We are well versed in the role that passion plays in the classroom. Obviously, educators who are passionate about their subject area bring an enthusiasm, and engaging quality, to their teaching that is contagious. Students want to be in their classroom. These teachers have the ability to bring subject matter to life and build connections with their students that fosters natural inquisitiveness and intrinsic motivation.
Just as important as having a passion for a particular subject, or education in general, is that leaders exhibit a visible passion for helping kids and doing the right things when it comes to making a difference in the lives of students. Kids have a tremendous ability for sensing sincerity. They know if you really care about them as individuals. They know if you are truly concerned about their future, or if you are just going through the motions. Educators with passion are constantly looking for ways to get better. Not because of a need to amass content knowledge, or leadership strategies, or instructional tools, but because they know that developing as a professional is in the best interest of their students.
Passion drives us to take appropriate risks. It leads to innovation. It helps us keep our focus on “the possible”–seeing beyond temporary failures. Consider this video, and the passion that drives these guys to seek additional expertise and push the limits.
I am not suggesting that this is appropriate risk taking, but I do admire their passion for the sport of base jumping — travelling great distances to learn from others. I love the quote by Loic,
“At the beginning of wingsuit jumping we were trying to get as far from the wall as possible, so basically clearing out the whole thing. But now it’s getting boring, so we play around.”

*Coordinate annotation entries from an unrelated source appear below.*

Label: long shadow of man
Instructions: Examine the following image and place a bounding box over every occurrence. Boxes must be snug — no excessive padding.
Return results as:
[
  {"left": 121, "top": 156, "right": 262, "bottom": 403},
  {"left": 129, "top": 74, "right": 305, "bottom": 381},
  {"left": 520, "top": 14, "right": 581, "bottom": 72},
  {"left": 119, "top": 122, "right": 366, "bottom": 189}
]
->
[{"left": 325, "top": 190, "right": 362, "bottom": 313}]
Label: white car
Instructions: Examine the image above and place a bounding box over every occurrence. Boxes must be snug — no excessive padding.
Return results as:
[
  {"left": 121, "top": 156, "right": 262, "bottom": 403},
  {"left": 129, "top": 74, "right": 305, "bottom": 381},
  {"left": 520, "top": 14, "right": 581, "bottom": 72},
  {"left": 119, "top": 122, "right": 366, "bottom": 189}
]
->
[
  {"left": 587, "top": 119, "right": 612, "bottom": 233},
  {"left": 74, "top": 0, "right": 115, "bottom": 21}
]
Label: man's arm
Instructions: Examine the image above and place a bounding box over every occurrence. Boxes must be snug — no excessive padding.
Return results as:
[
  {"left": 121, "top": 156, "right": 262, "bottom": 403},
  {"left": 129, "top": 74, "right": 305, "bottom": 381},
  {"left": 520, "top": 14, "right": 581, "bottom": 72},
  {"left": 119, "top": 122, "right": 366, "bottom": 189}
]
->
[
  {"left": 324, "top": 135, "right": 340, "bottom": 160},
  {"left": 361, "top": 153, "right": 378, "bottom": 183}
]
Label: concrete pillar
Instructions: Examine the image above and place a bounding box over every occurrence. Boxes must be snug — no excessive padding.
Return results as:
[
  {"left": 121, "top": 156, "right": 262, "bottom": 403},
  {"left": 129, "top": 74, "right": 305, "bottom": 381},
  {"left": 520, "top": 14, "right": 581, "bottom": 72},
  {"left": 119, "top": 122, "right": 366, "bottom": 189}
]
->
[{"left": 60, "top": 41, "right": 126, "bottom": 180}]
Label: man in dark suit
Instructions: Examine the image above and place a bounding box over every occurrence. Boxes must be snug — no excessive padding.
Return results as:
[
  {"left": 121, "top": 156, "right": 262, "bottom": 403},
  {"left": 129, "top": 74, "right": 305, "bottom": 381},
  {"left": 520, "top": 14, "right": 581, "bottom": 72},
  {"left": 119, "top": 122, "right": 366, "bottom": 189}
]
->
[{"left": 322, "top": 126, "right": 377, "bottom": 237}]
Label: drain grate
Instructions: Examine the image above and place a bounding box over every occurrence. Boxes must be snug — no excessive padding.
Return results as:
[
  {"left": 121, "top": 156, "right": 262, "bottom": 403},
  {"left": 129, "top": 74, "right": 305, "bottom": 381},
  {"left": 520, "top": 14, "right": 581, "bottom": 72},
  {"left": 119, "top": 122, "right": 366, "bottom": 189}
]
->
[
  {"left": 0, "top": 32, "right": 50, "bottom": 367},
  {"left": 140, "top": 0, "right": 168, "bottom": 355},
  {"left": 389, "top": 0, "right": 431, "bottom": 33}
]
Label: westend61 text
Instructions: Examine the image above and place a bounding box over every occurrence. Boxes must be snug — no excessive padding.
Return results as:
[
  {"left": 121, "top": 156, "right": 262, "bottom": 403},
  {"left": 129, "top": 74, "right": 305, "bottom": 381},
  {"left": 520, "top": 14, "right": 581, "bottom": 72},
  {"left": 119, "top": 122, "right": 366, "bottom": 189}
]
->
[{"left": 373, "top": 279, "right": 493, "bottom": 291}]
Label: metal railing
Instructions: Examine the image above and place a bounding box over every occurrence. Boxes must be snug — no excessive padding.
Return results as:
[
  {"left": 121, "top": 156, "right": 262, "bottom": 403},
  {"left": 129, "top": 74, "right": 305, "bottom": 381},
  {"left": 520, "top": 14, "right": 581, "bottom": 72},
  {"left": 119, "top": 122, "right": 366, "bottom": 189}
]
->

Metaphorically, this is where passionless educators leave their students — perhaps safe, but bored and unengaged.
Passion in education is not just an engagement ploy, it is about modeling for students. It is about knowing our students’ interests–or helping them discover a passion–and then using that to engage them in the learning process. It is about taking appropriate risks as educators to ensure that we are improving our practices and, in turn, helping kids see that in order to grow they must be passionate enough about something to push the envelope. Whether that interest is music, reading, drawing, science, basketball or…wingsuit jumping.
Effective educators are passionate about their curriculum, passionate about helping kids and, perhaps most importantly, knowledgeable about their students’ passions. The combination of these three qualities leads to a purposeful, and engaging, learning experience for kids.